I deleted facebook and twitter in January and it's been a measurable improvement in my quality of life. Before I did, I made a point of clicking every ad for a while to f-ck the algorithm. It took only about a day of that for every ad to be personal injury lawyers.
> What a mental health nightmare it's all turned into.
So much this! Too often I will overthink why certain ads are shown to me, as I will notice how they overlap with search queries/purchases I've done recently.
Then I wonder why I didn't disable "targeted ads" in the settings for that service, when I go there to change, it's already disabled..
It's really a shame that this is the top comment, because the article itself tells a pretty interesting adventure and is not in the slightest about Facebook Ads beyond the title and introduction.
Yes Facebook is more loose with targeting then it represents to its ad buyers, but also as buyers are notoriously bad at selecting clever targeting. There is a case of misaligned incentives. The more highly-targeted ad, the more likely it leads to a sale, yet for Facebook or really any ad seller they want to maximize the revenue of every impression, and broadly targeted (irrelevant) ads fill that demand quite nicely. Less filters = more potential revenue, even at the expense of their advertiser’s ROI. It’s a balance. It’s also why if you are buying ads you never try the platform-provided tools, which claim to optimize for ROI but generally tend toward yield. Google’s liberal suggestions of broad-match keywords are not to be trusted.

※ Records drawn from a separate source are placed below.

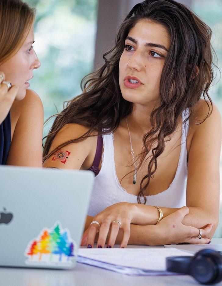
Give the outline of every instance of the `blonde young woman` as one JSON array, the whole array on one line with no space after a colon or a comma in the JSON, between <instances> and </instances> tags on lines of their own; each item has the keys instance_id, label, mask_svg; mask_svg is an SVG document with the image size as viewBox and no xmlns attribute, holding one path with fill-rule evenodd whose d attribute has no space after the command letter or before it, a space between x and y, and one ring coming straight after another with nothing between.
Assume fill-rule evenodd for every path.
<instances>
[{"instance_id":1,"label":"blonde young woman","mask_svg":"<svg viewBox=\"0 0 222 286\"><path fill-rule=\"evenodd\" d=\"M40 63L32 46L34 11L0 2L0 164L41 167L43 108L28 89Z\"/></svg>"},{"instance_id":2,"label":"blonde young woman","mask_svg":"<svg viewBox=\"0 0 222 286\"><path fill-rule=\"evenodd\" d=\"M96 176L82 245L210 242L221 136L208 94L211 35L173 0L137 4L104 64L57 115L44 166Z\"/></svg>"}]
</instances>

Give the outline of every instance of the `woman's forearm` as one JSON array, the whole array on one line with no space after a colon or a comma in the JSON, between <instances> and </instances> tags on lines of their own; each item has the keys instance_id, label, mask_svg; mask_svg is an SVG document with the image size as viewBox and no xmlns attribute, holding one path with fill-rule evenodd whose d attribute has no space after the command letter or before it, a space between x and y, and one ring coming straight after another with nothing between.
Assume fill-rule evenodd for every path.
<instances>
[{"instance_id":1,"label":"woman's forearm","mask_svg":"<svg viewBox=\"0 0 222 286\"><path fill-rule=\"evenodd\" d=\"M136 215L134 218L133 223L141 225L155 224L158 221L159 212L157 209L152 206L134 204L136 208ZM163 218L172 214L179 208L159 207L163 212ZM186 225L190 225L198 228L204 228L208 224L213 224L214 226L210 233L212 237L217 228L218 222L218 211L213 210L207 211L197 207L188 207L189 212L183 220L182 223Z\"/></svg>"},{"instance_id":2,"label":"woman's forearm","mask_svg":"<svg viewBox=\"0 0 222 286\"><path fill-rule=\"evenodd\" d=\"M93 220L93 217L87 216L86 219L84 231L89 226ZM97 242L98 233L97 234L95 239L95 242ZM109 237L110 231L107 236L106 242ZM120 244L123 239L123 231L120 229L116 243ZM163 238L159 234L159 230L155 225L137 225L131 224L130 238L128 244L141 245L161 245L163 243ZM167 238L165 238L165 243L167 243Z\"/></svg>"}]
</instances>

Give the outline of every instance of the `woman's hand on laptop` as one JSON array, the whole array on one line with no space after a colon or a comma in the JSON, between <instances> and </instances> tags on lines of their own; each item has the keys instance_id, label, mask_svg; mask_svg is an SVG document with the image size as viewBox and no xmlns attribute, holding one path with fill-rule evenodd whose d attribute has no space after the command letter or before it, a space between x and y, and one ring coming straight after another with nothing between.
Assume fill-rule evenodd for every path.
<instances>
[{"instance_id":1,"label":"woman's hand on laptop","mask_svg":"<svg viewBox=\"0 0 222 286\"><path fill-rule=\"evenodd\" d=\"M104 247L109 233L107 247L112 247L120 229L123 238L120 247L126 247L130 236L130 224L133 223L136 210L134 204L127 203L119 203L106 208L93 218L92 223L83 234L81 245L86 243L88 248L93 247L99 232L97 247Z\"/></svg>"}]
</instances>

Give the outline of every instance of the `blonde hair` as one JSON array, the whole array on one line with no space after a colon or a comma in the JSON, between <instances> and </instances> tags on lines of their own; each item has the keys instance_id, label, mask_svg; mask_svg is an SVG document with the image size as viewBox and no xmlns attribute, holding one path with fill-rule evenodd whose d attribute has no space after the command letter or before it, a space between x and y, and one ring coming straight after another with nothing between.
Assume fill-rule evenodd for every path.
<instances>
[{"instance_id":1,"label":"blonde hair","mask_svg":"<svg viewBox=\"0 0 222 286\"><path fill-rule=\"evenodd\" d=\"M35 9L21 0L1 0L0 63L13 56L23 44L35 14Z\"/></svg>"}]
</instances>

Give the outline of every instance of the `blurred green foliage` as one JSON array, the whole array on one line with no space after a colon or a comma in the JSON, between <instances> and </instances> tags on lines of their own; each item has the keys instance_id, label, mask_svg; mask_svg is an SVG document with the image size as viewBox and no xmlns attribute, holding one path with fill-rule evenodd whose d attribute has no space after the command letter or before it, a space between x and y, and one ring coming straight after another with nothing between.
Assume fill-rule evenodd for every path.
<instances>
[{"instance_id":1,"label":"blurred green foliage","mask_svg":"<svg viewBox=\"0 0 222 286\"><path fill-rule=\"evenodd\" d=\"M216 58L214 63L222 70L222 1L221 0L193 0L192 9L196 14L211 28L212 43ZM214 81L211 95L222 114L222 77L220 72Z\"/></svg>"}]
</instances>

Facebook is probably hiring more human psychologists and marketing specialists than developers now. It explains why they aren't really innovating anything particularly new and useful in anything but their profit funnel.
Many companies get stuck on pleasing investors more than users once they reach that stage of monopoly after they've gone public, and that's why regulation kills them once opportunistic manipulation is exposed.
Unfortunately it takes a really bad/unfortunate consequence of their manipulation to occur before regulation properly steps in.
This also explains why Facebook shows me wildly random ads for Viagra alternatives, yoga pants, conservative news, and better kitty litter than my current brand... All things which have no relevance to me, yet quite often triggering my urge to click "Hide Ad", but that too in itself is also a marker that creates a record I'm sure... What a mental health nightmare it's all turned into.
I log on a lot less to social media than I used to, and use AdBlock + UBlock everywhere ritually.